Most of the stakeholders who spoke on the issue were unanimous in their views that the decision to allow market forces determine the price of petrol was not only healthy for the Downstream Sector but good for the Nigerian economy which has sacrificed so much to shoulder the now defunct burdensome subsidy system
Chairman of the Major Oil Marketers Association of Nigeria (MOMAN), Adetunji Oyebanji, said the association welcomed government’s action in allowing the market to determine prices, noting that this would prevent the return of subsidies while allowing operators the opportunity to recover their costs.
He said that this will, in the long run, encourage investment and create jobs.
He explained that though prices at the pump would need to be adjusted to reflect realities of the increase of ex-depot prices by the Petroleum Product Marketing Company (PPMC), the magnitude of the increase, timing and location would be determined by each individual company.
“Consistent with global best practices, MOMAN does not dictate prices to its members as this would be anti-competition in a fully deregulated market.”
Oyebanji called on the Ministry of Petroleum Resources to intensify its public awareness drive to educate the populace on the current realities.
“The Ministry of Petroleum Resources should also be telling Nigerians that we can no longer afford subsidy.
“If we keep it, the investment in infrastructure, health, education, etc., will not be possible. We are borrowing so much to finance our budget. We spent over a trillion naira on subsidy last year. It is unsustainable.’’
MOMAN’s position was re-echoed by another stakeholder in the Downstream Sector, Alhaji Sani Yau, a Director at NIPCO Plc and Chairman of SY Petroleum Limited, who emphasized that the price increase was reflective of trending realities in the sector.
According to him, deregulation will foster an eventual price reduction in the nearest future when other market fundamentals would converge to create the desired competitive market space.
A stakeholder in the sector and an independent marketer, John Agidigan, explained that before this increase, market forces had forced the price per litre down to N121, then up to N131 and later N148.

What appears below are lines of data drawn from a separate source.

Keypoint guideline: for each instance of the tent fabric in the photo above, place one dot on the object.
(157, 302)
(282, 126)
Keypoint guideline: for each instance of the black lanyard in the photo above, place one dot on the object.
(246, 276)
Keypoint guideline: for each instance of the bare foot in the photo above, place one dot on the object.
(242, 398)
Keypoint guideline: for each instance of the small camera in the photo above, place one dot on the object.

He said that under a deregulated environment, prices are expected to rise and fall in response to the volatility of demand and supply.
According to him, the new deregulated regime would always ensure the availability of the product in the market at affordable price based on the supply, adding that this regime was better than what obtained in the past when Nigerians had to contend with extreme scarcity and its attendant challenges such as long queues at fuel stations.
Another stakeholder in the Downstream Sector, Aggrey Koleijo, said Nigerians must consider the benefits of the new pricing regime rather than just reacting to the price increase which could be reversed the moment market forces dictate otherwise.
He said that the same market forces that brought about price reduction not long ago were still responsible for the hike and can still ensure a reduction, depending on the demand and supply activities within the Industry.
Also, an oil analyst, Dr Mac Udiewe, said the price of fuel would surely go down in a few months’ time when supply of the product would increase geometrically with the entrance of products from private refineries such as the Dangote Refinery and other modular refineries.
Other stakeholders, who responded, were unanimous in their conclusion that deregulation would ultimately favour consumers as soon as the industry stabilizes and prices begin a downward trend.